Fundraising for another restoration began in the late 1950s but was delayed when the organ of the closed church of St James at East Cranmore was offered to St John's for £700. The organ was duly purchased and dedicated by the Assistant Bishop of Bath and Wells, the Right Rev. Douglas Wilson, on 8 November 1961. In 1962, new reredos created by Faith-Craft studio of Westminster were installed at the church.

St John's was restored in 1963, with the work being carried out by James A. Pope of Wells for an approximate cost of £500. The completion of the restoration was celebrated by a thanksgiving service on 13 June 1963. As part of the project, new communion rails were installed in memory of Frederick Arthurs, a former churchwarden and postmaster at Horrington. They were dedicated by the Bishop of Taunton, the Right Rev. Francis West, during the thanksgiving service. The new rails were created from those taken from the former church at East Cranmore.
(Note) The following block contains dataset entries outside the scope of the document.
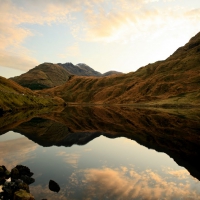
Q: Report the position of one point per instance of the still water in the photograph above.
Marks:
(91, 163)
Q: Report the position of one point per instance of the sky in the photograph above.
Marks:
(121, 35)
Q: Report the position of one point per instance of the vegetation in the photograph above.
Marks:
(175, 80)
(15, 97)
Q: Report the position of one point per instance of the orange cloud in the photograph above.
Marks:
(115, 184)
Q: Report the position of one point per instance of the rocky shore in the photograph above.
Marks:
(15, 183)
In 1975, the parish of Horrington was united with Wells St Thomas, resulting in St John's being declared redundant by the Church of England on 1 December 1975. A scheme drawn up by the Church Commissioners to sell the former church for residential use was approved by an Order in Council on 11 October 1977.
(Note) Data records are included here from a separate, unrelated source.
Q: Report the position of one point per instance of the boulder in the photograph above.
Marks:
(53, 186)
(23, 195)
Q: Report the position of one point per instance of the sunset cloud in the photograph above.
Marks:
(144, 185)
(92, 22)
The churchyard continues to be maintained by the Church of England. In 1982, some repair work was carried out on the boundary walls of the churchyard and new gates installed. Some memorials from the former church were mounted onto a new wall in the churchyard. By 1990, the church building had planning permission for conversion into a residence or commercial workshops. A partial conversion had taken place by this time, with the installation of a shower room, airing cupboard and kitchen. In 1995, permission was approved to complete the building's conversion into a single residence. In 2021, the former church was purchased by new owners, who carried out a full restoration and internal alterations prior to offering the church as a luxury holiday rental, 'the Gothic Church', from 2023 via the accommodation booking platform CoolStays.

==Architecture==
St John's is built of local coursed and squared rubble stone, with slate roofs. It is made up of a five-bay nave, chancel, south vestry and west porch. The west end gable has a bell-cot designed for a single bell and the east gable is surmounted by a cruciform finial. Since the church's closure, the interior has been altered.